Legible Forecasts, and Design for Contestability

Some models are inherently interpretable because one can read their decision boundary right off them. In fact, you could call them interpreted as there is nothing left for you to interpret: The entire model is written out for you to read.

For example, assume it’s July and we need to predict how many scoops of ice cream we’ll sell next month. The Seasonal Naive method tells us:

AS 12 MONTHS AGO IN August, PREDICT sales = 3021.

Slightly more complicated but with rules that are fitted on past data, this is what a Rule List could look like:

     IF month IS June   THEN PREDICT sales = 5000,
ELSE IF month IS July   THEN PREDICT sales = 5900,
ELSE IF month IS August THEN PREDICT sales = 3050,
ELSE                         PREDICT sales = 1500.

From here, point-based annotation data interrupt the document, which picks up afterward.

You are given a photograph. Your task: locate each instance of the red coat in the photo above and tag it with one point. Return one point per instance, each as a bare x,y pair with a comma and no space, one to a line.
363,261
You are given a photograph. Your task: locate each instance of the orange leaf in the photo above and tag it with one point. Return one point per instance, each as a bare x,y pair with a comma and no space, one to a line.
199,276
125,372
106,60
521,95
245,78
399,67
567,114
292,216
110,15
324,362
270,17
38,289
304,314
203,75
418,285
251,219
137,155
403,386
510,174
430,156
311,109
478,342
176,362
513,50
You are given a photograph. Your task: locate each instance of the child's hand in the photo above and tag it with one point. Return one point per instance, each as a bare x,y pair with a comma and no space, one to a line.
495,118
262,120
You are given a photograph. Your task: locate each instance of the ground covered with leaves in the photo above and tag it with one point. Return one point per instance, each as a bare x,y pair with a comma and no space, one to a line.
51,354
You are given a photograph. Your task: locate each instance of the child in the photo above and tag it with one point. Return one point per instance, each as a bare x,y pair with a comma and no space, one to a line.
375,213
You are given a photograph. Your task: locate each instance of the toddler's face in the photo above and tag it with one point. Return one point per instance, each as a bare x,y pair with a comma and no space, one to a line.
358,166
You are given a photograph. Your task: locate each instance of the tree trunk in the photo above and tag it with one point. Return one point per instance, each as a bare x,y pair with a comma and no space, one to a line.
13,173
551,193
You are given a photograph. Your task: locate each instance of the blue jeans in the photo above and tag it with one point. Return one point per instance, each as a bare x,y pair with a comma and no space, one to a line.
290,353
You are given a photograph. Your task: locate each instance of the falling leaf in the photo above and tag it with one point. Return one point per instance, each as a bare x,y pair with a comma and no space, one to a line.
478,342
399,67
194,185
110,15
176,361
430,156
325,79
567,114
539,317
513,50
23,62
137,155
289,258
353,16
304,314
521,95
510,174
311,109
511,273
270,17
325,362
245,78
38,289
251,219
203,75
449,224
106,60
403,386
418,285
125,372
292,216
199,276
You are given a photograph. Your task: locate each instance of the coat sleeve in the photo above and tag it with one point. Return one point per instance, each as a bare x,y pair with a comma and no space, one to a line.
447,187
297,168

The models are interpretable because their function $$f_{\theta}(x)$$ is human-readable. The function is put into words, literally. This makes it possible to understand why a value is predicted, and it makes it possible to disagree with a prediction. A stakeholder could challenge it:

Yes, 3050 is a good estimate, but this August we run a discount code in our podcast advertisements for the first time ever, which is not taken into account by the model. Thus we should be prepared for increased sales of up to 4000 scoops of our delicious ice cream.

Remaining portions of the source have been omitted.